Four Trends Revitalizing Business Intelligence

Business intelligence first emerged as a technology specialization in the mid-90s and, since then, it has evolved nonstop. But not since its early days has BI undergone such a dramatic period of innovation. Now, a series of technology advancements are converging to change how we think about BI, the ways we use data and analytics, and the role that BI plays in the enterprise. While each is important in its own right, each trend also acts as an enabler and driver, forming a virtual cycle of innovation that’s already transforming BI as we know it.

BairFig1_jlm

Here are the four trends reshaping BI:

Cloud computing has become hugely influential on BI. In fact, BI and analytics are the fastest-growing area of cloud computing, according to Saugatuck Technology, which predicts an 84 percent compound annual growth rate for BI in the cloud over the next two years. Cloud-friendly organizations maintain an edge in their ability to quickly deploy and upgrade services, drive user self-service and more closely align investment with ROI. While many companies have yet to deploy BI in the cloud in a substantive way, it’s clear that cloud has migrated beyond just hype. IT shops previously reluctant to deploy public clouds due to security concerns are now beginning to implement partner or private clouds. Even those with hypersensitive data, such as health care organizations, are integrating cloud architectures and solutions. A recent report fromMarketsandMarkets forecasts that cloud adoption among clinical and non-clinical health care organizations will reach $5.4 billion by 2017. Our firm is witnessing this upswing too; health insurer clients are seeing their HIPAA-secure cloud hybrids prove their worth with faster service, dynamic performance and lower cost. The cloud truly has arrived, and if you haven’t opened the door to let it in, your organization may soon be more than a dollar short and a day late.

Big data involves using scale-out parallel data processing and distributed file frameworks to transform and analyze large volumes of structured or unstructured data. Big data is where cloud computing was five years ago – still immature and largely all hype. Case-in-point: While presenting at TDWI’s Cool BI Forum in Chicago earlier this year, I surveyed the 50 people in my session if anyone was doing anything with big data and yielded only one response. Although still immature, big data is arguably a BI game changer. For the past several decades, IT organizations have effectively used data warehousing technologies to create and analyze enterprise views of data, but the time and cost to integrate and manage data has forced organizations to be selective. Consequently, the average data warehouse manages only a fraction of the data required and typically lags business needs. Organizations see big data technologies as a solution to store, transform and analyze data that otherwise would be cost prohibitive to manage in a data warehouse. We now see a growing arsenal of interesting applications of big data in action, such as Rice University’s Storm Risk Calculator, which uses historical and meteorological data to predict the likelihood of a hurricane striking your home  (if you live in Houston, that is).  The applications for big data are limitless.

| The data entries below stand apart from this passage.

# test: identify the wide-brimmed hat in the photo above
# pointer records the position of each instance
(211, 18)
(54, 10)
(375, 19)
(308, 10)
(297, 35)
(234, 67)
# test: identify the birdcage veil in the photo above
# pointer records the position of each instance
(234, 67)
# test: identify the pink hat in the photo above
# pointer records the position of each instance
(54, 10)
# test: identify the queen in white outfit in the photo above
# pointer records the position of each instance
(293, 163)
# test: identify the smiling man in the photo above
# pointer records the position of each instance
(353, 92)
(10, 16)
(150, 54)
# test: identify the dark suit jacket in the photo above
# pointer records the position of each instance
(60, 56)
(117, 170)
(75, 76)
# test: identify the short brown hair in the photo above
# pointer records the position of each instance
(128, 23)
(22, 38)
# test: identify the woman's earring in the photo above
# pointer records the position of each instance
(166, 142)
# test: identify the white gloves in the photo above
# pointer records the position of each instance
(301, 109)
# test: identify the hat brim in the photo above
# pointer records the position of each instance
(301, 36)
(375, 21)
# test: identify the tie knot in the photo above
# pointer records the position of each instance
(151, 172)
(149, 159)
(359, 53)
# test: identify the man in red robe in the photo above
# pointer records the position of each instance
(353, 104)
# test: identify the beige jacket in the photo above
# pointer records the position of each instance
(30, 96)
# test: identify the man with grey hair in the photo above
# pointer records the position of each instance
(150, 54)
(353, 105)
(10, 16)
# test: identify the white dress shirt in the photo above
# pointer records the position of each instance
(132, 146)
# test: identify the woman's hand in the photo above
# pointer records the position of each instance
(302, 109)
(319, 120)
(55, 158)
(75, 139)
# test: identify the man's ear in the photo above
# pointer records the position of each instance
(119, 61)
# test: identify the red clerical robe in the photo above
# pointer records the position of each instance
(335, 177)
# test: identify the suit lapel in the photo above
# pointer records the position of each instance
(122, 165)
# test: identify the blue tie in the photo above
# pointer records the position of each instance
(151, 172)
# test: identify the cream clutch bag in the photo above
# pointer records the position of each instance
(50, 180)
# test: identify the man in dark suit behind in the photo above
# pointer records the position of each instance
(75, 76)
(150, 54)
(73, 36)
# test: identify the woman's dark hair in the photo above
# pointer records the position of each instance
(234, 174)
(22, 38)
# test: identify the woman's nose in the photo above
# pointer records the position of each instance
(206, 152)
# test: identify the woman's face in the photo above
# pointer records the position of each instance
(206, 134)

NoSQL is cleverly defined for what it is not limited to. For decades, SQL reigned as the most adopted structured programming language for databases. Yet as demand has grown for unstructured data analysis, and as organizations lean toward the cloud IT architectures, NoSQL systems have become the Internet-era database of choice, used by companies such as Amazon, Google and Facebook.  What it is:  a class of highly scalable, distributed database technologies that move beyond relational database properties and SQL query language prevalent in data warehousing; for this reason, it might be viewed as heretical by some longtime BI/DW practitioners. While big data technologies are oriented to large-scale batch processing, NoSQL has evolved in to support large-scale, real time data access, making NoSQL a solution for backing applications, putting BI results into action.   

 

Mobility. The fundamental shift away from stationary desktop computing to mobile computing is readily seen. In our personal lives, we use smart phones to access information wherever we go. Business users now expect similar ubiquitous network access. Smart phones can provide immediate access to information, but tablets create an even bigger force for change in BI because tablet screen dimensions are so perfectly suited for data visualization and interaction. Gartner asserts mobility to be the most disruptive functionality for BI in 2012, and organizations are designing dashboards with mobile BI in mind, with help from mobile analytics solutions providers.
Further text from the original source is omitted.